Other reported complications during DR access are local hematoma, pseudoaneurysm formation, and arteriovenous fistula formation.19 Arteriovenous fistula is asymptomatic; it needs only local compression, and intervention is not necessary.13 Pseudoaneurysm formation can be treated with ultrasound-guided compression.14 The most important disadvantage of the technique is the difficult guidewire advancement in the proximal radial artery due to the smaller size and acute angulation of the DR artery, which limits the use of available materials. One more technical limitation of the distal puncture site is the need for longer devices (2–3 cm) than PR cases, but despite this, the procedure success was the same in DR and PR cases in our cohort.

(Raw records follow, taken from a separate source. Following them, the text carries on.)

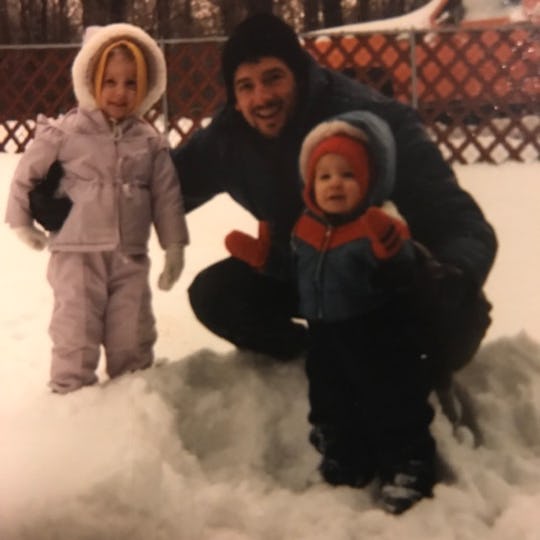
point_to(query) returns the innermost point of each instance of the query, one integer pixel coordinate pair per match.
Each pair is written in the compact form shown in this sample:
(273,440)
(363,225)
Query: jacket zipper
(118,181)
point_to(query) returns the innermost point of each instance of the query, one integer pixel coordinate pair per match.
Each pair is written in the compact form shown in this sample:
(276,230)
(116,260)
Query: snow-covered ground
(210,444)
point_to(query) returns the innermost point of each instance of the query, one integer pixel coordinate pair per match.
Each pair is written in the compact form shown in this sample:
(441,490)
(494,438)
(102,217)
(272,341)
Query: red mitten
(388,232)
(253,251)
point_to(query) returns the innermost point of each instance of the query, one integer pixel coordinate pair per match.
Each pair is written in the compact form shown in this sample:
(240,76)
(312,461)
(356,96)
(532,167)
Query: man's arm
(199,165)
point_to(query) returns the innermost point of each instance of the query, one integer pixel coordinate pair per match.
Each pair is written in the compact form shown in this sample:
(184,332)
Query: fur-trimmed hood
(374,133)
(96,39)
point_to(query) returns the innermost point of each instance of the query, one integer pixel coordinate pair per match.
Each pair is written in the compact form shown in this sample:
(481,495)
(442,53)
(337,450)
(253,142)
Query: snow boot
(405,484)
(343,462)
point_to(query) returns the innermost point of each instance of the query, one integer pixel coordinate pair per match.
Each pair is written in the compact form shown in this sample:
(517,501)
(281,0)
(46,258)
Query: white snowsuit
(121,182)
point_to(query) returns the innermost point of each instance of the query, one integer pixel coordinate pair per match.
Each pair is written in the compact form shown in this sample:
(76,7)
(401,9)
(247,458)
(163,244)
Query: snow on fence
(477,90)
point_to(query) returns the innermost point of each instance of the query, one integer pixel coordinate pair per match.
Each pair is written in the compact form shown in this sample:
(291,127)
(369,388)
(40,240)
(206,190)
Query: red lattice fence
(476,90)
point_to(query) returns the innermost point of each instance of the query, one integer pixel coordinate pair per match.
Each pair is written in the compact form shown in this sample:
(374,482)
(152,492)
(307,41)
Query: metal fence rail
(477,90)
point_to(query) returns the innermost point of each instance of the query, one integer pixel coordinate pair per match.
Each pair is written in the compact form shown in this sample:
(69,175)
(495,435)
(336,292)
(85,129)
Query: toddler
(119,176)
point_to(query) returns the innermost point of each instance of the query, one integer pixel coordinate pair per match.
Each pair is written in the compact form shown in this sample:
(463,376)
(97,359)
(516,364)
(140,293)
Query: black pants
(247,308)
(368,386)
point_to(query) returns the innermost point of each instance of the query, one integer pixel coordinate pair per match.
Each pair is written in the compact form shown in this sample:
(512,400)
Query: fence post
(414,74)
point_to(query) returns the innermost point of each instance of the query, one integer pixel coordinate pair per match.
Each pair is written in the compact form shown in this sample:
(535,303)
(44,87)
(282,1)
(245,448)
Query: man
(276,93)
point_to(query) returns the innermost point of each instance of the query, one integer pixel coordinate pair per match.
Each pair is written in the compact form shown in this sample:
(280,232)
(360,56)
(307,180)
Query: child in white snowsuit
(121,180)
(368,383)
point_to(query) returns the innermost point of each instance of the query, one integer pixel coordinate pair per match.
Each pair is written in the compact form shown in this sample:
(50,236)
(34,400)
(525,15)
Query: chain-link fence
(477,90)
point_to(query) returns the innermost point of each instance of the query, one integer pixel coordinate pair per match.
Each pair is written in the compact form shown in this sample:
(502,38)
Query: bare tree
(103,11)
(311,15)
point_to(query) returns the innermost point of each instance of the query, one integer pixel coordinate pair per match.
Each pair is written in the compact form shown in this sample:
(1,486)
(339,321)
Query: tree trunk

Ultrasound-guided puncture is recommended to overcome these limitations because the size and course of the radial artery and the severity of atherosclerosis can be investigated before puncture.20 We have used ultrasound guidance in all cases because an anterior single wall puncture can be done very safely with this technique, avoiding multiple punctures, and the site of the puncture can be selected in a nonangulated and nondiseased segment. Intraprocedural complications, such as dissection, hematoma formation, and spasm can also be detected, and a second puncture can be more accurate in a more proximal location.21
Roberts et al22 suggest that operators with no prior ultrasound experience for PR access guidance can acquire and integrate this skill into their practice without significant difficulty. In our learning curve analysis, there were no significant differences in terms of procedure-related factors after our first 20 cases. Two meta-analyses23,24 support the use of ultrasound guidance for conventional radial artery access vs blind puncture with palpation as this leads to higher first pass success,23 quicker puncture time, and less hematoma formation.24
Left radial access with PR puncture is often very uncomfortable and can increase the radiation exposure for the interventionist, therefore changing the patient’s position or lateral preparation of the hand is recommended.4–6 DR puncture is very comfortable for the patients because the hand lies on the abdomen in a very comfortable position and the hand can be moved so the interventionist can work as if from a femoral access. Left hand access shortens the device route and also might have fewer silent embolizations in the cerebral system.25
Limitations
The primary limitation of the study is the lack of randomization with the PR approach, so a randomized analysis of left vs right radial access would be worthwhile in future studies. Also, this study did not measure puncture time.
Conclusion
Femoral artery intervention can be safely and effectively performed using PR and DR access with an acceptable morbidity and a high technical success rate. DR access is associated with a very low access site complication rate.
Footnotes
Declaration of Conflicting Interests: The author(s) declared no potential conflicts of interest with respect to the research, authorship, and/or publication of this article.
Funding: The author(s) received no financial support for the research, authorship, and/or publication of this article.